К двери палаты приколота записка: «Извещаем посетителей, что мистер Этси ослеп. Войдя в палату, назовите себя, пожалуйста». Тупо смотрю на текст. Бросаюсь в туалет и торчу там минут двадцать.
Вхожу в палату. Пол меня ждет. Глаза его открыты и повернуты к двери. Меня трясет. Язык не слушается. Потом неожиданно для себя выпаливаю:
— Б-блин… ты ослеп…
Впервые не могу совладать со своею тоской. Я сломлен. Из груди рвутся безудержные лающие рыдания.
Ну надо же: он меня утешает.
— Ш-ш-ш… все… (пауза) …хорошо… — Голос его чуть слышен. — Чья… (пауза) …очередь? Какой год? — Пауза. — Мой черед?
Да пошло оно все! С ходу сочиняю безысходный рассказ.
1961 — В авиакатастрофе погибает Даг Хаммарскьолд: самолет миссии ООН рухнул в реку Конго.
— Да, — только и говорит Пол. Каждые двенадцать часов ему делают укол морфия.
Он в кресле-каталке. Приезд сына домой — подарок для Мэри, у которой нынче день рождения. Пол закутан — вязаная шапочка, шарф, свитер, перчатки — и укрыт одеялом; он в темных очках, видны лишь нос и верхняя губа. Середина октября, бабье лето. Я в одной рубашке. Но Пол — кожа да кости. При каждом толчке каталки его руки и ноги дергаются, как у марионетки.
Последнее воспоминание о больнице: я иду по коридору и сквозь открытую дверь палаты замечаю безделушку на прикроватной тумбочке — розовая фарфоровая рука держит ярко-красное сердце. Отчего дурной вкус так тяготеет к смерти?
Пол просветлен. Лежит в своей кровати. Он счастлив быть дома и не хочет возвращаться в больницу. Соседнюю комнату обустраивают для круглосуточного дежурства медсестры.
— Я сочиню… (пауза) …еще один рассказ… — шепчет Пол.
— Мы остановились на 1962-м.
— Нет. Это тебе. Я… (пауза) …возьму другой год.
— Ладно. Какой? Помочь с подбором событий?
— Нет. — Пауза. — Я возьму… (пауза) … 2001-й. — Пауза. — Выйдет… (пауза) …столетие… (пауза) …Роккаматио…
— Отлично, Пол!
— Да.
Он дремлет или впадает в забытье, не знаю.

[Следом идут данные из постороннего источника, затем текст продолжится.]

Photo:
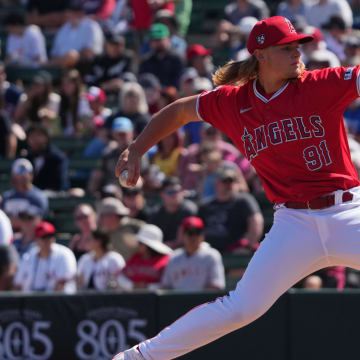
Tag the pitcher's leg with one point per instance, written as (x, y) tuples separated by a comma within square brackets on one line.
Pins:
[(291, 251)]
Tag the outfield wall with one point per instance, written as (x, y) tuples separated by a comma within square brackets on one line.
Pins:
[(301, 325)]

Теперь он все время в полудреме. У меня готов 62-й год — рассказ основан на выходе книги Рейчел Карсон «Безмолвная весна», посвященной пагубному влиянию пестицидов на живую природу.
Вхожу под битловский мотив «Друзья подсобят». Битл Пол улегся на бочок, подушка между ног. Неизменно верный битл Джордж устроился под кроватью.

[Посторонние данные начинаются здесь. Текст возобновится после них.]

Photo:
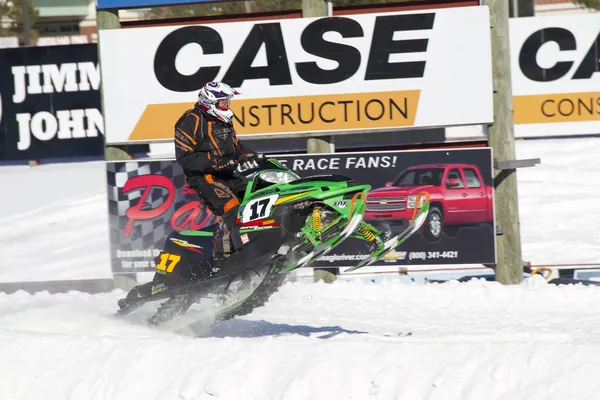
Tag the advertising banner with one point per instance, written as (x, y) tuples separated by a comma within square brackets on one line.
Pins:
[(359, 73), (150, 199), (556, 74), (50, 102), (119, 4)]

— Ну что 2001-й? — спрашиваю я.
— Еще нет.
Что тут скажешь? Надо ждать. Под «Люси на небе в алмазах» он засыпает.
На кровати оставляю ручку и стопку листов.

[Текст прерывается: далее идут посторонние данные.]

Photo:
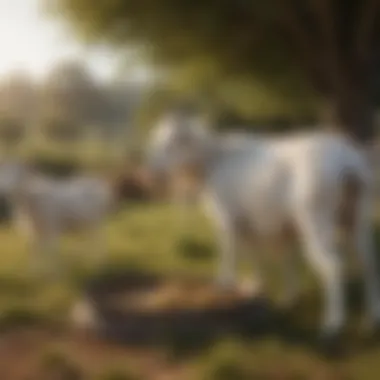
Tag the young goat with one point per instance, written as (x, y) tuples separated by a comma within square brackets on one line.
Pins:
[(261, 188), (45, 208)]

Нынче лейтмотив — битловский «День жизни». Пол спит.
Смерть имеет запах. Им пропитан весь дом.
— Ну что?
— Еще… (пауза)…думаю…
Джек дарит мне пестрядевую рубашку. Пару дней назад я преподнес ему букинистическое издание «Плодородного моря» Йокио Мишимы, и он все искал, чем бы отдариться. С болезнью сына Джек неузнаваемо изменился. На работе взял большой отпуск, но очень сомнительно, что вернется вообще. Мысли и чувства его обращены к иному. Равновесие его все так же шатко. Он полон тревоги. Джек спрашивает о моих планах. Отвечаю уклончиво: мол, куда-нибудь съезжу, потом вновь за учебу. Больше меня волнует его будущее.
— Ну как?
— Пока… (пауза)…нет…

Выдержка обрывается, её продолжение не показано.